Inflammable Material is Stiff Little Fingers in 1979, and the title is not decorative. It is a Belfast punk debut made under the pressure of teenage boredom, sectarian violence, police presence and the daily compression of life during the Troubles. Suspect Device opens like a warning siren, Wasted Life refuses the script of young men being fed into conflict, State Of Emergency and Law And Order make the streets feel boxed in, and Alternative Ulster turns frustration into one of punk's great calls for self-determination. The Bob Marley cover Johnny Was becomes darker in this setting, stretched into local grief rather than genre exercise. What keeps the record from becoming a pamphlet is the ferocity of the band: Jake Burns' voice sounds torn open, Ali McMordie's bass drives hard, and the songs move with the urgency of people who do not have the luxury of abstraction. It is political punk because the politics were outside the door.

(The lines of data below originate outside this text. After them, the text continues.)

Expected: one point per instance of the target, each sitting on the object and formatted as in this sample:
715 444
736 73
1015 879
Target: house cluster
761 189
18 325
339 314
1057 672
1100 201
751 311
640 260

Inflammable Material matters because it gave Northern Irish punk one of its defining albums and proved independent-label punk could break through commercially without softening its local anger. Its force comes from specificity: Belfast, youth, conflict and refusal made audible.
For collectors, Inflammable Material is essential first-wave punk, not just a regional footnote. Suspect Device, Wasted Life, Johnny Was and Alternative Ulster give the album its canonical weight, while the Rough Trade-era independent context adds historical importance.

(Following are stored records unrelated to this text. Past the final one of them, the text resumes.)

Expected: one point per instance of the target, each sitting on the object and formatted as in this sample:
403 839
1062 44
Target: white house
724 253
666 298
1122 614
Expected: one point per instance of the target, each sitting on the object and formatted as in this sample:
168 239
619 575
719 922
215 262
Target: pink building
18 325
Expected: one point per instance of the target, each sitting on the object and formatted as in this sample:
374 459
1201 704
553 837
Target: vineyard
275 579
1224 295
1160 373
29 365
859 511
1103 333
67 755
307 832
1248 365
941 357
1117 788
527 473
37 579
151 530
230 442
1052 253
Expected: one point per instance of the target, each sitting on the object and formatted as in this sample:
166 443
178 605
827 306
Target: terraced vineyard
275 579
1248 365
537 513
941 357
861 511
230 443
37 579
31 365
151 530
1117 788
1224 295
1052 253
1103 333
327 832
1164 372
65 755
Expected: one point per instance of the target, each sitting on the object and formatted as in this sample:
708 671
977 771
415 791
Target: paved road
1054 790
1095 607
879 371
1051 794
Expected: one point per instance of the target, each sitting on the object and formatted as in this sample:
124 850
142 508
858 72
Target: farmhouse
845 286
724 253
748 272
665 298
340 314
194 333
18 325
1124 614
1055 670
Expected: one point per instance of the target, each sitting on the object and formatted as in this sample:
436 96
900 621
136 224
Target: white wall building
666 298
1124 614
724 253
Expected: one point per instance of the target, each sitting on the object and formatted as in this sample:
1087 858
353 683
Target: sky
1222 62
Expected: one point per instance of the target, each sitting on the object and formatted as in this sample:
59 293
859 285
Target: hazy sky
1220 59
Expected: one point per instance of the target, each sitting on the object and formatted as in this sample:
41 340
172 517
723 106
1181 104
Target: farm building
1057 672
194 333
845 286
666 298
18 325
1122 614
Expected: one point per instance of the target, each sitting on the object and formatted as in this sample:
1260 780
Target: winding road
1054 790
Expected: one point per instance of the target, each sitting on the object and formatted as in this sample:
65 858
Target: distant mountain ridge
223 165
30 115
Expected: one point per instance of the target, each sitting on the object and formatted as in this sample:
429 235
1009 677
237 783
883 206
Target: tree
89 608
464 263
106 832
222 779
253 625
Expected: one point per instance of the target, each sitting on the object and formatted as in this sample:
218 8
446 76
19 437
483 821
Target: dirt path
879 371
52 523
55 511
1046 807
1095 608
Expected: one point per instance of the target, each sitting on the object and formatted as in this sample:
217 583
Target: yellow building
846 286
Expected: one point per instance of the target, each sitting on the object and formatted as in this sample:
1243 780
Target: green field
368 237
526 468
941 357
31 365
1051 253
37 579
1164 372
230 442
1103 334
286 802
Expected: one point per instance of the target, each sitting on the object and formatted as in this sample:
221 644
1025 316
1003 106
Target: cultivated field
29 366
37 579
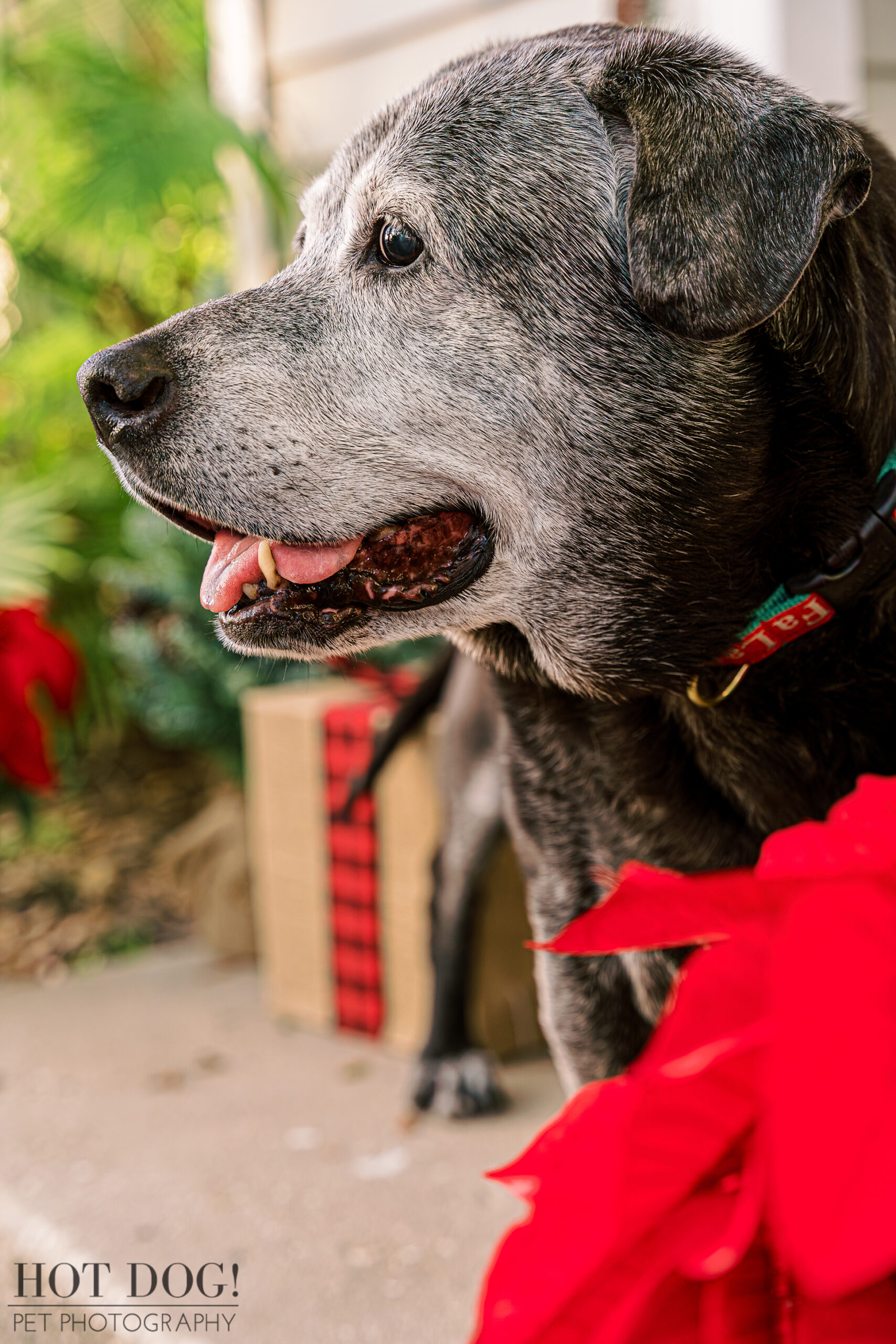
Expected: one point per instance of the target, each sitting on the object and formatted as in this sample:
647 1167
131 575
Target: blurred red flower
30 654
738 1183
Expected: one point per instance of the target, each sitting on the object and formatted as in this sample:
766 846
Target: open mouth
417 562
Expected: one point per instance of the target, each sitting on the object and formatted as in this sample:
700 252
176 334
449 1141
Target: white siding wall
313 112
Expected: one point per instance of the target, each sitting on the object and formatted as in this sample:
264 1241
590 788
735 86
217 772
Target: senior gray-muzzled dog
587 349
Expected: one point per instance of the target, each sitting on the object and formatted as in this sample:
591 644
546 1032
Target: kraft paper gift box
342 905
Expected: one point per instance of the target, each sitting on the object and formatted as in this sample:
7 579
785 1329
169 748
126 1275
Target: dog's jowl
586 350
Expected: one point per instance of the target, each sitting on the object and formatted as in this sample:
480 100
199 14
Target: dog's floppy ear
735 178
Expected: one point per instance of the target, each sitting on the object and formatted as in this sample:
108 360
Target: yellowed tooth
268 566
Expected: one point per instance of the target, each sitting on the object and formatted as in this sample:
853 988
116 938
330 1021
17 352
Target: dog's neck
839 326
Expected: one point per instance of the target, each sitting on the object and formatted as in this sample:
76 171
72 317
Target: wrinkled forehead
475 132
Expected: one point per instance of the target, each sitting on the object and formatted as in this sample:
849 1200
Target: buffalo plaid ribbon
350 730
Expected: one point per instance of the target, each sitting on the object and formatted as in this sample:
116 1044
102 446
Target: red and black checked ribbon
350 730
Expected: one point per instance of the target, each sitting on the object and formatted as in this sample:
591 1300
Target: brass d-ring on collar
693 690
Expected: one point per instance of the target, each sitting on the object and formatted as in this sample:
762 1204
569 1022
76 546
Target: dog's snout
129 385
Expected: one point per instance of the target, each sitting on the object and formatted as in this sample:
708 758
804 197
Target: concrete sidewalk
152 1113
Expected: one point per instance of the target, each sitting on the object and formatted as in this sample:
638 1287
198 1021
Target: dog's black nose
129 385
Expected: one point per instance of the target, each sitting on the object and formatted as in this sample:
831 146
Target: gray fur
623 349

Urgent 1979 punk rock with hoarse vocals, fast downstroked guitars, driving bass, hard snare attack, Belfast street tension, political directness and anthemic choruses built for release rather than polish.
Recommended for: Collectors building a serious first-wave punk shelf; Listeners interested in punk shaped by Northern Ireland's Troubles; Fans of Alternative Ulster, Suspect Device and politically charged guitar music.

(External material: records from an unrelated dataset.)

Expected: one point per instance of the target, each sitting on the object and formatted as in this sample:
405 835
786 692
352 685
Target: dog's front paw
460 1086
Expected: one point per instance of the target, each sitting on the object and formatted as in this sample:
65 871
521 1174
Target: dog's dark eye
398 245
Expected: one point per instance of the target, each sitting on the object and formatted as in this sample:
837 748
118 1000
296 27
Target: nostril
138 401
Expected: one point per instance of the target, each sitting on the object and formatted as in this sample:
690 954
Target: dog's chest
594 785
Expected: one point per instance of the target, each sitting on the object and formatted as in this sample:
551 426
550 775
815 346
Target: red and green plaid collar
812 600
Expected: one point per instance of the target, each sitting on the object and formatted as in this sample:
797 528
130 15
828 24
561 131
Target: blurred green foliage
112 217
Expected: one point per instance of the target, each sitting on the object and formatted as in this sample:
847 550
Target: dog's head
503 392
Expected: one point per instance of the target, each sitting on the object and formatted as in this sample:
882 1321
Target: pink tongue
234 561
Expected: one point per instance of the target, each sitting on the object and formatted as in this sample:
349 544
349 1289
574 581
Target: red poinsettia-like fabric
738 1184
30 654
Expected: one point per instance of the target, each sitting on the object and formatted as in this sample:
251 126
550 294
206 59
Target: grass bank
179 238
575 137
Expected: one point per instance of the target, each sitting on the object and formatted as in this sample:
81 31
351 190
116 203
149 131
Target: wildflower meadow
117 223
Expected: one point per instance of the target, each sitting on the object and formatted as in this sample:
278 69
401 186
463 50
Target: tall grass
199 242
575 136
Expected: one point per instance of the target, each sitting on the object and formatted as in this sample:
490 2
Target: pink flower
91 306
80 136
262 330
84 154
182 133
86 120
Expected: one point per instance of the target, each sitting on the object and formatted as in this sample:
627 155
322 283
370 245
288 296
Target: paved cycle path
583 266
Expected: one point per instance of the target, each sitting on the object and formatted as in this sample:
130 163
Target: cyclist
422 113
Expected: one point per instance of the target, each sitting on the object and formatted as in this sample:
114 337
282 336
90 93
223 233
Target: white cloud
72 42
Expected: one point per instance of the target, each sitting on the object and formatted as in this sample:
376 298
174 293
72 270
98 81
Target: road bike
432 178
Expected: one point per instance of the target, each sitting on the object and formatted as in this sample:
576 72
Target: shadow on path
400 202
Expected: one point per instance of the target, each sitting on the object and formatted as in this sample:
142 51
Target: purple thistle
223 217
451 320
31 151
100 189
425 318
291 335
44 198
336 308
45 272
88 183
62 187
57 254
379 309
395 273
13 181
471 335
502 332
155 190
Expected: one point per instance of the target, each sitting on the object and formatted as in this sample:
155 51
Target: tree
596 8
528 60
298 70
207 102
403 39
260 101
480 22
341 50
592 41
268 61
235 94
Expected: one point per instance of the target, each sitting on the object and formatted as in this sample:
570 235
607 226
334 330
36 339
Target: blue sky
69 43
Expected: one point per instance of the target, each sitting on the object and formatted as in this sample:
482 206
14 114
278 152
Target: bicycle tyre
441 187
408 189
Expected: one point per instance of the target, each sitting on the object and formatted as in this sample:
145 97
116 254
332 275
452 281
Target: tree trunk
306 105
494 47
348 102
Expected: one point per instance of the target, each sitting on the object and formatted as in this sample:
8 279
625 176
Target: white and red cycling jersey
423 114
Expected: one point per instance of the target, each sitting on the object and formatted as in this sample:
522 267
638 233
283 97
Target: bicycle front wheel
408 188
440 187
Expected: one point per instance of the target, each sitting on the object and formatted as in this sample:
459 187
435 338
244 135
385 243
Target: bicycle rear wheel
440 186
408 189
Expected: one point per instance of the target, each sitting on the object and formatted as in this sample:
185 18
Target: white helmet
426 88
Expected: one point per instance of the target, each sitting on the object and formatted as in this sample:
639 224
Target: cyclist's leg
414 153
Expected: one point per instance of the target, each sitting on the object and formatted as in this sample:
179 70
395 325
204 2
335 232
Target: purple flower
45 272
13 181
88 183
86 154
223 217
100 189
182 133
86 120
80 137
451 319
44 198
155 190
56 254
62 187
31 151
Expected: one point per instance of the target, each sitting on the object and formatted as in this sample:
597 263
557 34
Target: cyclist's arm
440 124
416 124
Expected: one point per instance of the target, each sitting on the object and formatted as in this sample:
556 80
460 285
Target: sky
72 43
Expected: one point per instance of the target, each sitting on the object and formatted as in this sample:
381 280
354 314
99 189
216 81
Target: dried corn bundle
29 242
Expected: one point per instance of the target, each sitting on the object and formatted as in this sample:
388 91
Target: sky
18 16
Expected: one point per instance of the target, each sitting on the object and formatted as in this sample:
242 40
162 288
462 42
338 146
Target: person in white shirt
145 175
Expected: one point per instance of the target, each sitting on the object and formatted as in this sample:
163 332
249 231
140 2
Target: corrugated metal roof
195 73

When was Inflammable Material originally released? Inflammable Material was released in 1979 as Stiff Little Fingers' debut album. Why is Alternative Ulster central to the album? Alternative Ulster distills the album's Belfast context into a direct demand for change, making it the band's signature anthem. What makes Inflammable Material historically important? It brought Northern Irish punk into the wider UK punk story with unusually direct writing about youth, violence, authority and everyday pressure.